Depuis plusieurs semaines, j’interpelle le Premier ministre sur la légalité des restrictions de libertés par simples arrêtés ministériels pris sur base de lois non écrites pour des situations de cette nature. La réponse du gouvernement est de deux ordres. Primo, les juridictions n’ont jusqu’ici jamais invalidé ses textes, ce qui reflète une logique assez sidérante selon laquelle on pourrait enfreindre a priori la Constitution tant qu’un juge ne vient pas nous dire qu’on ne pouvait pas le faire. Secundo, on nous annonce une loi pandémie dont l’avant-projet sera déposé au Parlement pour consultation avant l’adoption par le gouvernement, en nous présentant le procédé comme révolutionnaire, alors qu’il s’agit simplement de solliciter le parlement un peu plus tôt que le processus parlementaire habituel.

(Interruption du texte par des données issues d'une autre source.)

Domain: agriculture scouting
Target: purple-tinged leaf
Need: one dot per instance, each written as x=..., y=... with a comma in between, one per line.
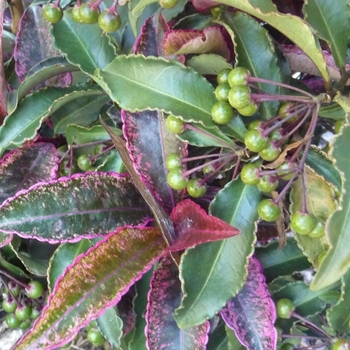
x=209, y=40
x=194, y=226
x=24, y=167
x=93, y=283
x=35, y=44
x=149, y=143
x=69, y=209
x=164, y=297
x=149, y=42
x=203, y=5
x=251, y=313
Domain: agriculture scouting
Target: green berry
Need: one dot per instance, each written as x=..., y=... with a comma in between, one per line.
x=109, y=21
x=195, y=188
x=84, y=162
x=12, y=321
x=53, y=13
x=267, y=183
x=35, y=290
x=255, y=141
x=221, y=92
x=9, y=305
x=167, y=4
x=303, y=223
x=176, y=181
x=248, y=111
x=250, y=174
x=23, y=312
x=318, y=231
x=88, y=14
x=222, y=113
x=239, y=96
x=174, y=125
x=173, y=161
x=95, y=337
x=238, y=76
x=222, y=77
x=284, y=308
x=268, y=210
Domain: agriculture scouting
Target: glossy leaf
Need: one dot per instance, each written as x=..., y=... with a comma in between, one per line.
x=301, y=34
x=194, y=226
x=338, y=316
x=320, y=202
x=23, y=124
x=251, y=313
x=278, y=262
x=337, y=261
x=87, y=47
x=22, y=168
x=63, y=257
x=332, y=24
x=183, y=42
x=173, y=89
x=251, y=40
x=149, y=143
x=223, y=264
x=103, y=275
x=70, y=209
x=163, y=298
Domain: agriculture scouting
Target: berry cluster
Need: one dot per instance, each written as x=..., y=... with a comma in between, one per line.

Si l’on peut être sensible aux efforts du gouvernement, il est à craindre qu’il ne transforme cette loi pandémie en usine à gaz législative ou s’embourbera la Chambre. Car tout indique que cette loi sera une simple régularisation des restrictions passées, là où il faudrait que le Parlement exerce un contrôle continu sur les choix et arbitrages induits par cette crise sans précédent.
En effet, ce n’est pas sous forme d’un blanc-seing ponctuel, mais par un examen permanent que le Parlement se devrait d’évaluer si les mesures actuelles répondent bien aux impératifs de légitimité et de proportionnalité, et si les choix à faire sont acceptables ou non par la population ; c’est au Parlement, composé d’élus, qu’il convient de trouver la juste balance entre préservation des personnes à risques, santé mentale, survie économique des mondes culturel, événementiel et Horeca. Il faut que ce débat ait lieu au sein du parlement fédéral – et de ceux des entités fédérées pour ce qui les concerne – car la vertu du débat parlementaire est d’être public, à livre ouvert, et de permettre que les décisions proposées par le comité de concertation puissent être non seulement avalisées ou refusées, mais aussi amendées et enrichies. C’est là, enfin, une condition fondamentale pour conserver et retrouver l’adhésion de la population: les semaines à venir seront tendues, dans tous les scénarios. Convoquer les représentants du peuple à la prise de décisions si difficiles, c’est faire confiance au peuple lui-même, qui a élu des représentants non seulement pour la couleur de telle ou telle idée, mais aussi pour le caractère supposé des femmes et des hommes qui portent leurs voix.
Il ne faut pas une loi pandémie qui devienne un fétiche offrant à la majorité de s’exonérer à bon compte des restrictions passées : il faut un outil législatif qui permette au fil de chaque semaine et de chaque comité de concertation d’avaliser ou non les mesures restrictives de liberté, au fur et à mesure de l’évolution de la crise. Autant que la Constitution, c’est le caractère imprévisible du virus et de la crise qui impose que le Parlement reprenne le contrôle.